Purpose One: To put up a few fairly recent pics of baby boy in response to the continued complaints of family members who feel I spend more time on pictures of other people’s kids than I do on my own. These are from very late this fall, and pardon the hairdo – it is what we affectionately refer to as his “Children of the Corn” haircut, and yes, thankfully it’s almost grown out. And yes, it was a mistake also. People don’t make their beautiful children look that way on purpose. They just don’t.
Purpose Two: To share tip number two for how to get better pics of your kids: LEARN HOW TO USE NATURAL LIGHT!!! I know, that “Learn” word is turning you off, isn’t it? Don’t worry, it’s not going to be so bad. Again, learning to work with natural light is something that photographers and photography books (and photography articles) can sometimes lead you to believe is very, very difficult. And to an extent that is true. MASTERING natural light is tough (think Ansel Adams), but if you just want to learn a few basics, you’ll almost immediately start getting nicer pictures of your kids. The best book (don’t let the “B” word scare you, it’s super-quick, and super easy to understand – even under the most daunting bouts of sleep-deprivation) I’ve been able to find about natural light basics is this one by Nick Kelsh. It focuses mostly on film, but the techniques inside can be easily applied to digital. (Quick Disclaimer: I never said that learning how to take better pics of your kiddos would be easy, I just said I’d try to make it as easy as possible, and this is the EASIEST book that I’ve been able to find. In photography, there really is no “Easy Button” – you have to be willing to invest in a little learning to get what you want.)

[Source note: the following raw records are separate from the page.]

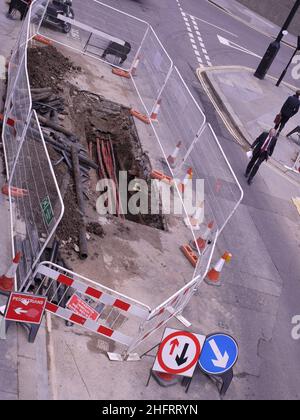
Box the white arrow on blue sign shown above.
[199,334,239,375]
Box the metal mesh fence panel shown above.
[3,55,31,176]
[153,68,206,171]
[132,27,173,116]
[9,112,64,290]
[179,124,243,234]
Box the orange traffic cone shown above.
[191,221,214,252]
[184,201,204,230]
[150,99,161,122]
[205,252,232,286]
[0,252,22,292]
[167,141,181,169]
[131,56,141,76]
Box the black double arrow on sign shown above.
[175,343,190,366]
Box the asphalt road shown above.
[96,0,300,399]
[35,0,300,399]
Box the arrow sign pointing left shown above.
[209,340,229,369]
[217,35,262,58]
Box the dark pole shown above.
[276,36,300,87]
[254,0,300,80]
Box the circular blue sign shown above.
[199,334,239,375]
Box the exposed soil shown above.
[28,46,81,93]
[87,222,105,238]
[28,46,164,256]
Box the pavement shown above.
[0,0,50,400]
[208,0,297,47]
[0,0,300,400]
[198,66,300,182]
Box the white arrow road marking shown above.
[14,308,28,315]
[217,35,262,58]
[209,340,229,369]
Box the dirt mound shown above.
[28,45,81,93]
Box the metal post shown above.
[254,0,300,80]
[0,315,6,340]
[276,36,300,87]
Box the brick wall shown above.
[238,0,300,35]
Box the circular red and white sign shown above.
[153,329,205,376]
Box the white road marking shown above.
[176,0,212,67]
[190,15,238,38]
[217,35,262,58]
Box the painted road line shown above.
[217,35,262,58]
[176,0,212,68]
[190,15,238,38]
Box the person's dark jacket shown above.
[280,95,300,118]
[251,131,278,160]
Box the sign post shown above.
[199,334,239,396]
[4,292,47,343]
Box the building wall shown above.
[238,0,300,35]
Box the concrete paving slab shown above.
[209,0,297,47]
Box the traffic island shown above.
[197,66,300,182]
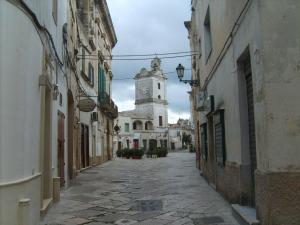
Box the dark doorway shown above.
[149,139,157,150]
[81,124,90,168]
[57,112,65,187]
[68,92,74,179]
[238,49,257,207]
[244,56,257,206]
[133,139,139,149]
[171,142,175,150]
[207,115,217,188]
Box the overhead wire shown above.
[81,51,196,57]
[112,68,192,80]
[78,54,197,61]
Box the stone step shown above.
[231,204,260,225]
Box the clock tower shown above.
[135,57,168,129]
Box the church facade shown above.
[115,58,168,150]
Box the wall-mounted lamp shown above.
[176,63,200,87]
[52,84,59,101]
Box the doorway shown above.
[133,139,139,149]
[81,124,90,168]
[41,87,52,206]
[57,111,65,187]
[238,49,257,207]
[149,139,157,151]
[244,56,257,206]
[106,119,111,160]
[92,126,97,166]
[68,92,75,179]
[207,115,217,188]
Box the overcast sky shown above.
[107,0,191,123]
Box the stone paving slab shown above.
[40,153,238,225]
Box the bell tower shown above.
[135,57,168,128]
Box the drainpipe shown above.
[18,198,31,225]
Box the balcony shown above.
[98,92,118,119]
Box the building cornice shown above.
[96,0,118,48]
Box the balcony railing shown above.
[98,92,118,119]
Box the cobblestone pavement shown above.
[41,153,237,225]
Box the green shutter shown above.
[98,64,101,103]
[200,123,208,161]
[214,110,226,165]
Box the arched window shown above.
[145,121,153,130]
[132,120,143,130]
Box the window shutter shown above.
[214,110,226,165]
[200,123,208,161]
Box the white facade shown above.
[0,0,67,225]
[115,58,168,150]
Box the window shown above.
[204,7,212,62]
[52,0,57,25]
[198,38,202,59]
[98,63,106,93]
[159,116,162,127]
[88,63,94,85]
[125,123,129,132]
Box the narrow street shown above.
[41,153,237,225]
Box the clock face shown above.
[140,87,150,97]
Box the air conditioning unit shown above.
[91,112,98,122]
[196,91,206,112]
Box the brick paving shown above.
[40,153,238,225]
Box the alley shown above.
[41,153,237,225]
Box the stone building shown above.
[0,0,68,225]
[0,0,118,225]
[185,0,300,225]
[168,119,194,150]
[116,58,168,150]
[68,0,118,175]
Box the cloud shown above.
[107,0,191,121]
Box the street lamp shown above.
[176,63,200,87]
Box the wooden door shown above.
[133,139,139,149]
[84,125,90,167]
[244,59,257,206]
[57,112,65,187]
[207,115,217,187]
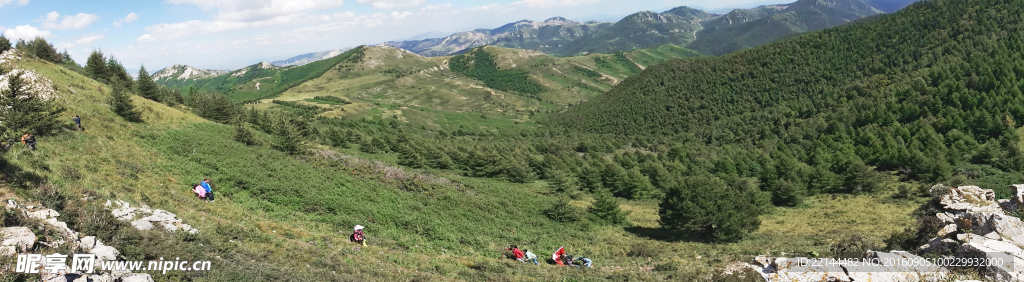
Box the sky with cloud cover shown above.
[0,0,793,72]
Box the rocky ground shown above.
[727,185,1024,281]
[0,200,199,282]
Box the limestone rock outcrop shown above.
[106,201,199,234]
[745,185,1024,281]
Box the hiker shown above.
[506,245,526,263]
[577,256,594,269]
[562,254,580,269]
[202,178,213,202]
[523,249,541,266]
[193,184,206,200]
[71,116,85,131]
[351,225,367,247]
[22,133,36,151]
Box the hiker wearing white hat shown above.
[351,225,367,246]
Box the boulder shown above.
[111,206,199,234]
[78,236,102,252]
[751,256,853,282]
[25,208,60,220]
[89,245,120,260]
[131,219,154,230]
[956,234,1024,281]
[78,236,121,260]
[0,227,36,252]
[118,273,154,282]
[931,185,1001,211]
[89,273,115,282]
[1010,185,1024,206]
[0,246,17,256]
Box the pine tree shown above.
[272,117,302,155]
[29,37,61,64]
[108,79,142,122]
[544,197,587,224]
[0,71,65,140]
[234,123,257,146]
[548,170,580,195]
[85,50,111,83]
[588,189,629,226]
[658,176,764,241]
[106,56,135,89]
[135,66,161,100]
[398,144,427,168]
[0,34,11,53]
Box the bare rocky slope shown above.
[733,185,1024,281]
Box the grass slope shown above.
[0,52,916,281]
[158,47,361,102]
[260,45,697,130]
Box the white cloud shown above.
[355,0,427,10]
[56,34,105,49]
[42,11,99,30]
[166,0,344,22]
[0,0,29,7]
[136,15,299,42]
[515,0,601,8]
[114,12,138,28]
[0,26,50,41]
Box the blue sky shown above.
[0,0,792,72]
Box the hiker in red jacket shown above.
[506,245,526,263]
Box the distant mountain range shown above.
[155,0,915,100]
[384,0,916,56]
[153,65,229,82]
[270,48,352,67]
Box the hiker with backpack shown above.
[577,256,594,269]
[523,249,541,266]
[350,225,367,247]
[505,245,526,263]
[193,184,206,200]
[71,116,85,131]
[22,133,36,151]
[562,254,580,269]
[201,178,213,202]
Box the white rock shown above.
[89,245,121,260]
[78,236,102,252]
[0,246,17,256]
[26,208,60,220]
[0,227,36,251]
[937,225,956,237]
[89,273,114,282]
[119,273,154,282]
[1010,185,1024,206]
[131,219,154,230]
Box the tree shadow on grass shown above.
[626,227,710,242]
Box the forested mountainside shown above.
[555,0,1024,200]
[687,0,888,55]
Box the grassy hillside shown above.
[0,44,929,281]
[157,48,359,102]
[254,45,697,129]
[556,6,713,55]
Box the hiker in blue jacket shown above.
[202,178,213,202]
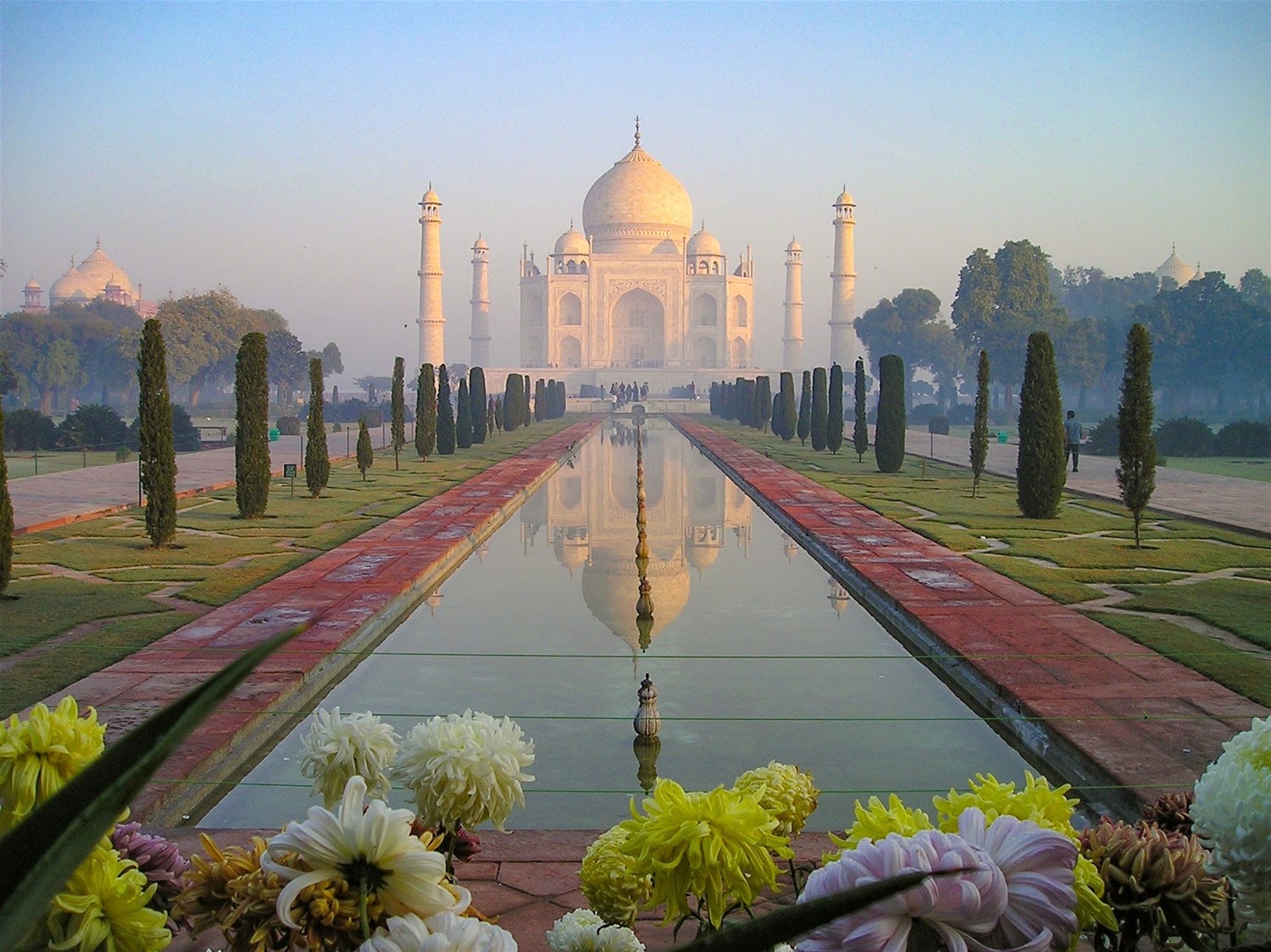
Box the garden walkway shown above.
[905,427,1271,535]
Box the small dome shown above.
[684,225,724,258]
[553,225,591,258]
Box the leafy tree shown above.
[455,378,473,450]
[1116,324,1157,549]
[0,401,13,594]
[811,368,830,452]
[358,417,375,483]
[234,330,269,518]
[971,351,989,498]
[136,318,177,548]
[825,363,843,454]
[1016,330,1065,518]
[796,370,813,446]
[852,358,869,462]
[874,353,905,473]
[468,368,490,445]
[437,363,455,457]
[414,363,437,462]
[391,357,406,469]
[305,357,330,500]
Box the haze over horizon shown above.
[0,2,1271,383]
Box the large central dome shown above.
[582,129,693,254]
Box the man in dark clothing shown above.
[1064,411,1082,473]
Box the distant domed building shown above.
[521,122,754,368]
[1156,246,1200,287]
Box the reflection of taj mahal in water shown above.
[520,421,752,650]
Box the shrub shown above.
[4,407,58,450]
[1156,417,1214,457]
[1214,419,1271,459]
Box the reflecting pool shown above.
[201,419,1027,828]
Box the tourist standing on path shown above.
[1064,411,1082,473]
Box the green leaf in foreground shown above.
[671,869,951,952]
[0,625,308,949]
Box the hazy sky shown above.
[0,0,1271,376]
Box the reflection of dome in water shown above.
[582,549,689,650]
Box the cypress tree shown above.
[137,318,177,548]
[1016,330,1064,518]
[874,353,905,473]
[437,363,455,457]
[852,358,869,462]
[358,416,375,483]
[773,370,798,441]
[1116,324,1157,549]
[234,332,269,518]
[468,368,490,444]
[813,368,830,452]
[0,401,13,592]
[391,357,406,469]
[971,351,989,498]
[825,363,843,452]
[796,370,813,446]
[305,357,330,500]
[414,363,437,462]
[455,378,473,450]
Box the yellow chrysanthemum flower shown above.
[823,793,933,861]
[732,760,821,838]
[622,779,795,929]
[45,846,172,952]
[579,826,653,925]
[0,696,106,833]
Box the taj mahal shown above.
[419,119,863,393]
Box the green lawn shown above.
[0,417,579,714]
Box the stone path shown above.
[905,429,1271,535]
[33,417,600,825]
[673,417,1268,815]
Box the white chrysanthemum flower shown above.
[1191,718,1271,935]
[548,909,645,952]
[261,777,472,929]
[358,912,516,952]
[300,706,399,810]
[393,711,534,830]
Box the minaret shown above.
[830,185,864,373]
[419,182,447,368]
[782,238,803,371]
[468,235,490,368]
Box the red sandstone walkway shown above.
[673,417,1268,812]
[33,417,600,825]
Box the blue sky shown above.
[0,2,1271,376]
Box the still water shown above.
[201,419,1027,828]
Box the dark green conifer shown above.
[358,417,375,483]
[1016,330,1064,518]
[234,332,269,518]
[811,368,830,452]
[874,353,905,473]
[305,357,330,500]
[437,363,455,457]
[971,351,989,498]
[455,378,473,450]
[1116,324,1157,549]
[796,370,813,446]
[852,358,869,462]
[137,318,177,548]
[414,363,437,462]
[825,363,843,452]
[468,368,490,445]
[391,357,406,469]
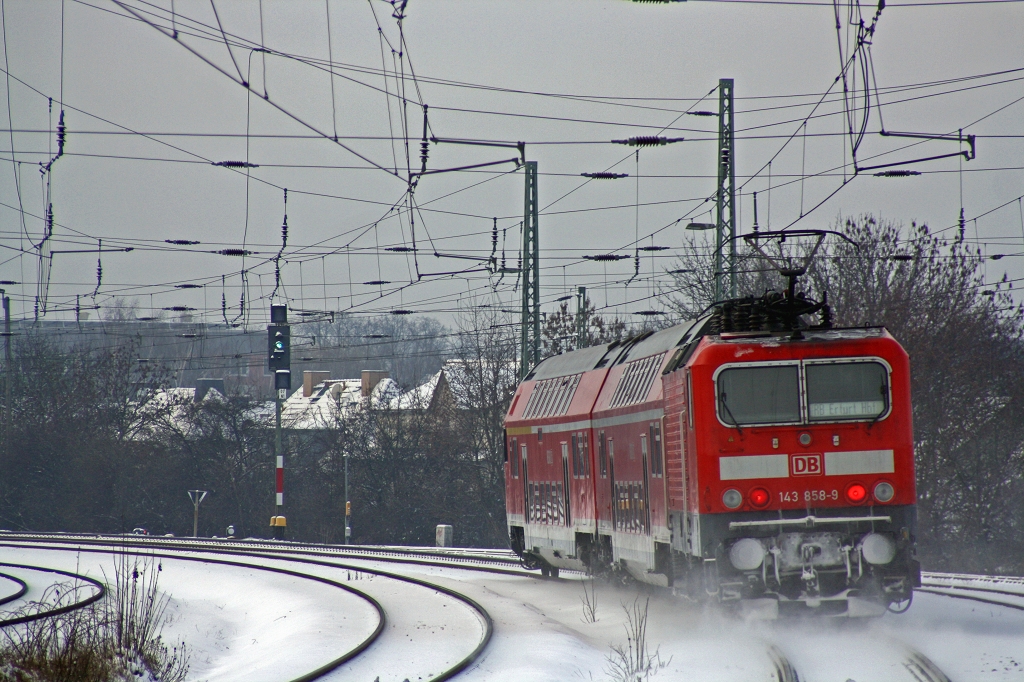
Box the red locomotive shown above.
[505,231,921,616]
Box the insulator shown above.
[57,110,65,159]
[583,253,629,262]
[818,303,831,329]
[580,172,630,180]
[611,135,683,146]
[874,170,921,177]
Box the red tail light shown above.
[748,487,771,507]
[846,483,867,505]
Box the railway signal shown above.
[188,491,207,538]
[266,305,292,540]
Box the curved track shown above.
[0,535,495,682]
[6,534,1024,682]
[0,573,29,606]
[0,563,106,628]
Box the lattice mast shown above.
[715,78,736,301]
[519,161,541,378]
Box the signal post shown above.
[266,305,292,540]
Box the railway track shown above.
[6,534,1024,682]
[914,573,1024,611]
[0,535,495,682]
[0,572,29,606]
[768,636,950,682]
[0,563,106,628]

I created the below picture using the techniques in his book, step-by-step, when my son was about 4 months old just to see if they worked with a Point & Shoot digital camera. The below picture was taken using (honestly) a Kodak EasyShare CX7530. I’m proud to say that it has hardly been photoshopped at all, aside from a little vignetting. Plus, it came from a Point & Shoot Digital prior to the days of Image Stabilization. THE secret? Sweet, natural light, baby. Using natural light is really the only way you can get that amazing, glowey look on skin, and regardless of what anyone tries to tell you, it is always, always prettier than using flash. Get the book, play around, and let me know what you think!!